6 Versterkingsribben De redelijke toepassing van versterkingsribben kan de stijfheid van het product verhogen en vervorming verminderen. De dikte van de versterkingsribben moet minder zijn dan 1/3 van de dikte van de productwand, anders zal het oppervlaktekrimp veroorzaken. De enkelzijdige helling van de versterkingsrib moet groter zijn dan 1,5° om letsel aan de bovenkant te voorkomen.

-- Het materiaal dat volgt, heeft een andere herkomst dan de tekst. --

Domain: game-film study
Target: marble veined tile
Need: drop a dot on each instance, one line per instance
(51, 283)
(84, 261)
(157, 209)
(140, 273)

7 Een te kleine fillet kan spanningsconcentratie in het product veroorzaken en leiden tot productscheuren. Een te kleine fillet kan spanningsconcentratie in de matrijsholte veroorzaken en leiden tot holtescheuren. Het instellen van een redelijke fillet kan ook de verwerkingstechnologie van de matrijs verbeteren. De holte kan bijvoorbeeld direct worden verwerkt door R-freesfrezen om inefficiënte elektrische verwerking te voorkomen. Verschillende fillets kunnen de beweging van de scheidingslijn veroorzaken. Verschillende fillets of hoekspelingen moeten worden geselecteerd op basis van de werkelijke omstandigheden. De vorm van het gat moet zo eenvoudig mogelijk zijn, over het algemeen cirkelvormig. De axiale richting van het gat is consistent met de richting van de matrijsopening om kerntrekken te voorkomen. Wanneer de aspectverhouding van het gat groter is dan 2, moet de ontmalingshelling worden ingesteld. Op dit moment moet de diameter van het gat worden berekend op basis van de kleine diametergrootte (maximale fysieke grootte). De aspectverhouding van het blinde gat is over het algemeen niet meer dan 4 mm. De afstand tussen het gat en de rand van het product is over het algemeen groter dan de diametergrootte van het gat.
8 Het kerntrekmechanisme van de spuitgietmatrijs en het kerntrekmechanisme moeten zo worden ontworpen dat het plastic onderdeel niet soepel uit de matrijs kan worden gehaald in de richting van de opening van de matrijs. Het kerntrekmechanisme kan complexe productstructuren vormen, maar het is gemakkelijk om defecten te veroorzaken, zoals productstiklijnen en krimp, en de matrijskosten te verhogen en de levensduur van de matrijs te verkorten.
9 Probeer bij het ontwerpen van spuitgegoten producten, als er geen speciale vereisten zijn, kerntrekstructuren te vermijden. Verander bijvoorbeeld de richting van de gatas en ribben naar de richting van de matrijsopening en gebruik methoden zoals holtekernpenetratie.